Ain’t Nothin’ But A “G”ift Thing – Ethics of Accepting Client Gifts

Rapper Dr. Dre recently made headlines when he gifted each member of his legal team a holiday “bonus,” in sums of $10,000 and up.  While undoubtedly very generous, is such a grand gesture from a client to an attorney ethically permissible? It depends.

Model Rule 1.8(c) permits an attorney to accept a gift from a client, if the gift “meets general standards of fairness.”  Simple gifts, like a fruit basket at a holiday or a bottle of champagne as a thank you, are permitted.  If the client offers an attorney a gift that is more “substantial”, defined by the Model Rules as denoting “a material matter of clear and weighty importance”, the attorney is not precluded from accepting it.  However, be wary.  The Comment to Rule 1.8 cautions that extravagant gift may be voidable by the client under the doctrine of undue influence, which treats client gifts as presumptively fraudulent.

Further, a gift can be subsequently held by a court to be a portion of the client’s fee for services.  If the gift is construed as a fee, it must comply with Model Rule 1.5, which prohibits an attorney from charging unreasonable fees.  In determining if a fee was reasonable, the factors to be weighed include the time and work required, the complexity of the matters handled, market rates in the locality for similar services, the results obtained, the nature and length of the attorney-client relationship and the experience and reputation of the attorney.

If giving the gift requires preparation of a legal instrument, such as a will, your client should consult another lawyer for unbiased advice, unless the client is your relative.  For purposes of the rule, a “relative” includes a spouse, child, grandchild, parent, grandparent or other relative or individual with whom the lawyer or the client maintains a close, familial relationship.  You can be named in a client’s will, but you may not draft the will.  Courts have suspended and disbarred attorneys for violating this rule.  Under no circumstances should a lawyer solicit substantial gifts for herself from a client, unless the lawyer or other gift recipient is related to the client.  This portion of the rule seeks to protect clients from attorney overreaching and imposition.
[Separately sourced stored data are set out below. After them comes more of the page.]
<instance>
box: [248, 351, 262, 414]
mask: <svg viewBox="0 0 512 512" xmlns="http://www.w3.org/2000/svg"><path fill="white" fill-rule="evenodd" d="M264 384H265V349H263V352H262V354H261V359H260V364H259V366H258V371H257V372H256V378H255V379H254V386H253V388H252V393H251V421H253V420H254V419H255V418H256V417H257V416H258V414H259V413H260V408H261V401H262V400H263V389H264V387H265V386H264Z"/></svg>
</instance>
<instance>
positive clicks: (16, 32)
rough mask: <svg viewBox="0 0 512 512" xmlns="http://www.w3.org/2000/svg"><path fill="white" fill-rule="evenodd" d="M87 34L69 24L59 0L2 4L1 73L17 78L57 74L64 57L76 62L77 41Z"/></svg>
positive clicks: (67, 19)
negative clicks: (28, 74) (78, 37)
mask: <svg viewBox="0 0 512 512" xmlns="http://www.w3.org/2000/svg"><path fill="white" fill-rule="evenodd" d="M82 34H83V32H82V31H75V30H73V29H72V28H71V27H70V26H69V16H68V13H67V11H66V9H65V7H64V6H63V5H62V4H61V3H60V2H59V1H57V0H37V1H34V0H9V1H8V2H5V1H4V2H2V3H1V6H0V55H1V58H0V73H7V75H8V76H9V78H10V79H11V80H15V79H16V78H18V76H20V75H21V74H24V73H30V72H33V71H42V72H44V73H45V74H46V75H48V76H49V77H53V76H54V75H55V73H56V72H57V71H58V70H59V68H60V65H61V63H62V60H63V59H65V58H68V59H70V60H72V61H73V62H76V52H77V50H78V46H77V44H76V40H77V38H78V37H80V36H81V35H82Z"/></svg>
To successfully navigate the gift-giving waters, check your state’s rules and remember these tips:

Size up the swag.  Is it a token, or something more “substantial”?  The Rules do not specify whether the “weight” and “importance” of the gift is determined from the perspective of the client or the attorney.  If the gift seems extravagant, you may accept it, subject to the cautions above.  You are also entitled to politely decline, citing the Rules.
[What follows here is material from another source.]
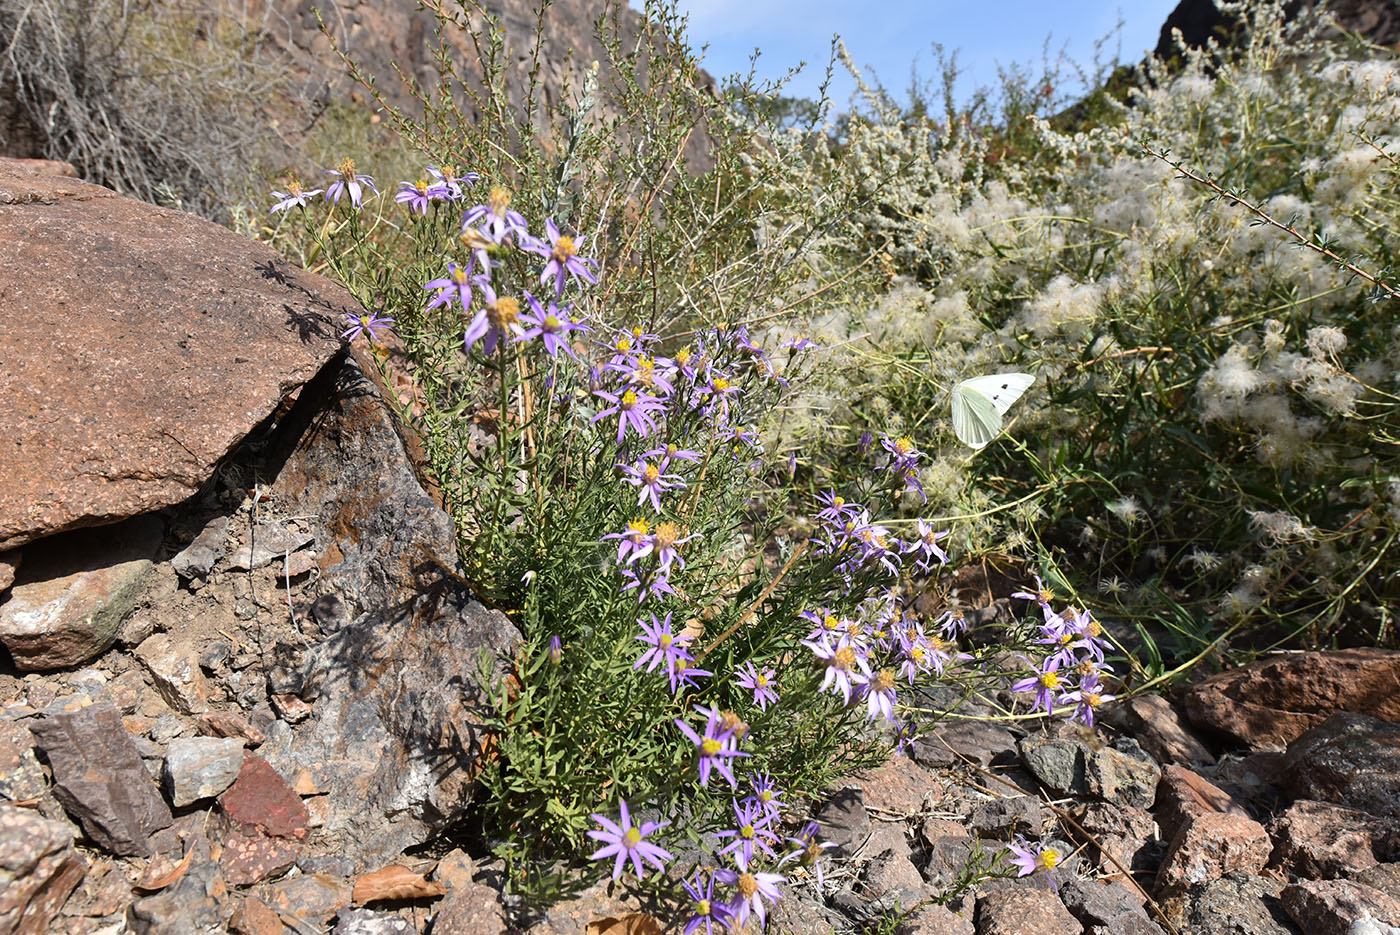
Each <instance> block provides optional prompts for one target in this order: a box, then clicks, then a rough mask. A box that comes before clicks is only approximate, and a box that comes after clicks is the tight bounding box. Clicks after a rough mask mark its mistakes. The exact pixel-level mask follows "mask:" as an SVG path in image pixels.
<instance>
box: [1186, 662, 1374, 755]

Grinch-y or greedy.  There is a middle ground between a firm “no gifts” policy and running afoul of the Rules.  Accepting token gifts is fine, especially around the holidays.  But don’t imply that you want a gift or the client should give you a gift; that falls into the realm of soliciting a gift, which is expressly prohibited.
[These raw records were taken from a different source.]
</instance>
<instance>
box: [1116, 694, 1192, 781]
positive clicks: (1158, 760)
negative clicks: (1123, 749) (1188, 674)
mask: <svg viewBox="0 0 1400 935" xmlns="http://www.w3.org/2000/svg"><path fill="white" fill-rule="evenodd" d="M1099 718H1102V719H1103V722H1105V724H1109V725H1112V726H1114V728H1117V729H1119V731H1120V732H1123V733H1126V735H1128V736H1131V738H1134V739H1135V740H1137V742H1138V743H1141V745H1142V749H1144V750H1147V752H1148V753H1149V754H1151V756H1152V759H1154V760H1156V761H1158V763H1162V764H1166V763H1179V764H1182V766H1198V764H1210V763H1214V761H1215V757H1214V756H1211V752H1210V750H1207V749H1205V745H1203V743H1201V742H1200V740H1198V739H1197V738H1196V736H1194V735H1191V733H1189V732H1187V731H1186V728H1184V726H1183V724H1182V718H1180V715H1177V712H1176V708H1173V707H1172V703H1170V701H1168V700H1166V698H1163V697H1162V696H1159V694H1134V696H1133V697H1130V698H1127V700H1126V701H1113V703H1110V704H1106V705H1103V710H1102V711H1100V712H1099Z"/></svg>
Put pricey presents on paper.  If you receive a substantial gift from a client, document it and all circumstances that surround that gift to show that it was freely given and not a fee for services.  If the gift came with a note or any correspondence, keep that too.

Consider your colleagues.  Gift restrictions are imputed to other members of your firm.  If you are being named in a client’s will, your partner should not draft the will.  Rule 1.8(k) cautions that while attorneys are associated in a firm, all gift restrictions that apply to any one of them shall apply to all of them.